I can’t sleep sometimes. That’s just how things are. (Almost) 23 years on earth, this is what I learned so far. When you can’t sleep there’s really nothing you can do about it. You can try getting back to that dreamy, cozy, warm state of semi-consciousness that is very very sweet, but the effort is in vain. But when I say there is nothing you can do about it, perhaps I’m seeing things from one single point. There are some options: listening to mental chatter or finding some distractions. I go with the latter most often. Watching the cold blue sky is cool. Feeling the wind out of the window. Maybe reading a book. Making tea and forgetting to drink. Observing the clock. But the best, I figured out, are films.
Now and then I find a movie that really hits the right points in my soul (I sound more dramatic than I want). Miso is one of those characters that have a magical aura to them. Not exactly surreal but not quite real either. She points to a possibility of life that’s like a toy we loved when we were children but forget its existence among the bits and pieces of what we dare to call “growing up”. This is what the ‘microhabitat’ makes you feel, without being assertive or didactic or whatever that is makes one cringe at such ‘naive’ and ‘cliche’ views on life.
Why Microhabitat? Because we see Miso in a particular time, at a particular place in a tiny portion of her life and being. So the story is what’s filtered from this close focus of the pen and the camera. And also because she experiences her life in a microhabitat of her own construction whisky-cigarettes- boyfriend. As she touches upon other microhabitats (those of her friends) she leaves her mark, subtly and uniquely- perhaps it's the eggs, the smile, perhaps the talk.
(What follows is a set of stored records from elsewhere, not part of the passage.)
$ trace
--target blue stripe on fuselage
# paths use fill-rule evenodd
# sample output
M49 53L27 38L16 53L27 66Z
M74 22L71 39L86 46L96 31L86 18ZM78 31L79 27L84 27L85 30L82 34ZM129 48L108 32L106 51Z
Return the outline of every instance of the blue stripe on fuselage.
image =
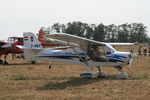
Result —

One is tempted to see Miso almost as an idea, an ephemeral concept. But there is something very real that makes her become flesh and bones (the rent that she can’t pay and the price rises, yes, but more and further). Significantly, her character does not create a duality with the unpleasant reality, it makes her life exist as an aggregate, to be made use of by the protagonist of it without being hampered by its restrictions. When hampered, as this is the thing with life, it just goes on, she makes it bearable. Is existence the same thing as living? Why does she quit smoking and drinking?
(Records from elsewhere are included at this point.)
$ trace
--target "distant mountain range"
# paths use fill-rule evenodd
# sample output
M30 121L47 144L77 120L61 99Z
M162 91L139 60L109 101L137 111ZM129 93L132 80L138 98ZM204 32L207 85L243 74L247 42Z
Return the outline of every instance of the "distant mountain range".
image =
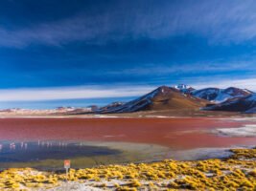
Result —
M204 107L207 100L183 94L175 88L161 86L154 91L124 104L101 108L99 113L129 113L145 110L195 109Z
M203 108L209 111L243 112L256 114L256 94L229 98L221 103Z
M0 113L1 115L78 115L168 110L181 113L203 110L256 114L256 94L235 87L196 90L191 86L180 84L175 87L161 86L131 101L113 102L105 107L59 107L51 110L8 109L0 110Z
M114 102L102 107L97 113L183 109L256 113L256 96L251 91L235 87L196 90L184 84L175 87L161 86L127 103Z

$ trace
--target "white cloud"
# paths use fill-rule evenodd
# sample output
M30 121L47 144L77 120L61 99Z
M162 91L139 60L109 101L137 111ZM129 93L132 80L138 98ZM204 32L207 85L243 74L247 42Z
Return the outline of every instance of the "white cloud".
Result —
M71 98L138 96L152 91L153 86L100 87L77 86L0 90L0 101L35 101Z

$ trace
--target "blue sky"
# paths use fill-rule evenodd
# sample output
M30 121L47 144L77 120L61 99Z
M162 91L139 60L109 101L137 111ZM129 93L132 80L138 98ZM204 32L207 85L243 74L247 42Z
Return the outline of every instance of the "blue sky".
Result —
M0 1L0 101L134 96L178 83L256 91L255 9L253 0Z

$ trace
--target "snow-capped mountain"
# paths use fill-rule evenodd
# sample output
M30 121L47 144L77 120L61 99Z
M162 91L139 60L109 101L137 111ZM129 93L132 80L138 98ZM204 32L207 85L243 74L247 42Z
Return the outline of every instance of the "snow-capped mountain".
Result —
M99 110L99 113L129 113L145 110L195 109L206 105L205 100L180 93L175 88L161 86L123 105Z
M185 84L178 84L178 85L175 86L175 88L176 90L180 91L181 93L185 93L185 94L190 94L192 91L195 90L191 86L188 86L188 85L185 85Z
M243 97L229 98L224 102L205 107L204 110L256 114L256 94L250 94Z
M191 95L199 98L207 99L211 102L221 103L229 98L242 97L250 95L252 92L248 90L239 88L205 88L201 90L195 90L191 92Z

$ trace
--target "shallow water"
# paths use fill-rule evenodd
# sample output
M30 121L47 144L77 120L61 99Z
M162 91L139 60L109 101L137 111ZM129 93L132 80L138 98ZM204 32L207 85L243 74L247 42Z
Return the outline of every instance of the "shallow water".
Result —
M0 162L26 162L78 157L117 155L120 151L103 146L64 141L0 142Z
M73 167L165 158L194 159L195 152L187 155L187 150L256 145L255 137L216 133L220 128L253 124L207 117L0 118L0 168L61 168L65 159L72 159Z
But why should she? The irony is profound, they do -literally- kill her, but simultaneously make her feel alive.
Is Miso too naive, a daydreamer, a fantasist as one of her friends implies her to be given her situation? I’d argue, quite the opposite. Miso’s heroism stems from the relationship she forms with reality and not from her disconnection from it. And on a literary level, her characterization does not allow any such extreme readings of her being- she’s not black or white. Her habitat is in the grey area.
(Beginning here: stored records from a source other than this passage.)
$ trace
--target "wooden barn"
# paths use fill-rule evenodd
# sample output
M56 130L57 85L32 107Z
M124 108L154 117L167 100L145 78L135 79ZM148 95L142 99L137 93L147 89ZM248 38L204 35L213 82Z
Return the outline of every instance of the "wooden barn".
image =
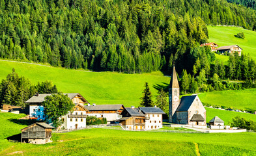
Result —
M44 122L36 122L21 129L21 142L44 144L50 142L53 127Z

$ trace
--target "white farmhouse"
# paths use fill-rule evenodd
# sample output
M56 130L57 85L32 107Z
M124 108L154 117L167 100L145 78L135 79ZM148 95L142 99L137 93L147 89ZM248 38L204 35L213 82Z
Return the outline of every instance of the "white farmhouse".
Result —
M145 129L157 129L163 127L163 114L165 114L158 107L139 107L145 115Z
M87 112L88 116L93 116L96 118L107 119L107 124L117 122L119 119L122 118L121 114L124 109L123 105L92 105L87 104L84 107L89 110Z
M61 117L63 124L61 129L70 129L85 128L86 127L86 114L89 110L80 104L76 104L73 109L73 112Z

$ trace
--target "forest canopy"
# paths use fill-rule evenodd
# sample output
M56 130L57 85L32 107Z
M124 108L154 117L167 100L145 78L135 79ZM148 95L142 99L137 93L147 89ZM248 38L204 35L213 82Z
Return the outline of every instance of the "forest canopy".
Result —
M175 63L192 73L206 25L255 30L255 14L225 0L1 0L0 58L129 73Z

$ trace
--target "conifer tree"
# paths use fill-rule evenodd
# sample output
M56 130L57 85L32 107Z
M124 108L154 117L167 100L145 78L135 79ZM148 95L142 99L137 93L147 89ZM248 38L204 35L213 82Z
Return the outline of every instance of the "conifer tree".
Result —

How would it feel to live a satisfactory life without expectations, with personal stuff fitted into a single bag? How to leave any place at any moment you like? I want to live without debt, she says at some point. Cherishing what is given in a particular moment, deploying it, and being grateful for it, simply. But never yearning for anything beyond. She’s neither a romantic character nor a romanticized one. She’s 30, broke and everything is getting more expensive. There is nothing glorified about the way she lives her life, but also and equally there is nothing judged or despised about it either. That’s just how things are. The story does not play for the sympathy of the viewer, and it definitely does not try to make one pity her. ‘Aiming’ is too ambitious a word for this movie but it at least hints at a character who could’ve easily gone unnoticed as she, very humbly, exists outside the established norms and criteria of modern society. her most visible resistance to this ‘order’ is her nomadic life and the image of an orange tent amidst the city lights.
The movie is a snapshot of a minuscule moment of this ‘ordinary’ woman’s life. And yet she is very unique, not despite, but on the basis of her ordinariness. There is nothing extraordinary or splashy about her, and yet she is impressive and comes off as wise (and yes this would be so even if she didn’t have grey hair).